ある日ブラジルで目撃され、次の日には地球の裏側に当たる日本にいたこともあり、移動手段も判然としない。また雪山にいたことも、海中にいたこともあって、どんな環境にも耐えられると推測される。同時にほかの場所で目撃されたりはしないので、同じ個体が移動していると考えられている。

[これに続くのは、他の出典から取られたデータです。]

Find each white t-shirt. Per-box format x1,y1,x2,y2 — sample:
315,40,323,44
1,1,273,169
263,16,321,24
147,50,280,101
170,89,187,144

グドュグドュは、まず災害だと言っていい。目についたものを殴り、蹴り飛ばし、その破壊力は凄まじく、暴力の極みである。ビルやアスファルトがお菓子のように砕け散る動画が投稿されたとき、人々はフェイク映像なのではないかと疑った。しかし先日、パトリオットミサイルの砲撃を防いでみせた動画が共有された頃には、まぎれもない真実だと理解していた。東京やニューヨークに出現して多くの人々が殺されたのも記憶に新しい。
もしグドュグドュと遭遇してしまったら、じっとしているほかはない。車に乗っていたとしても、静かに停止すべきである。彼らは動いているものはだいたい何でも破壊する。カメラを向けた者の多くは瞬時に葬られたし、上空を飛ぶ飛行機に対しても、腕を上げ念力か超能力のようなもので撃破した。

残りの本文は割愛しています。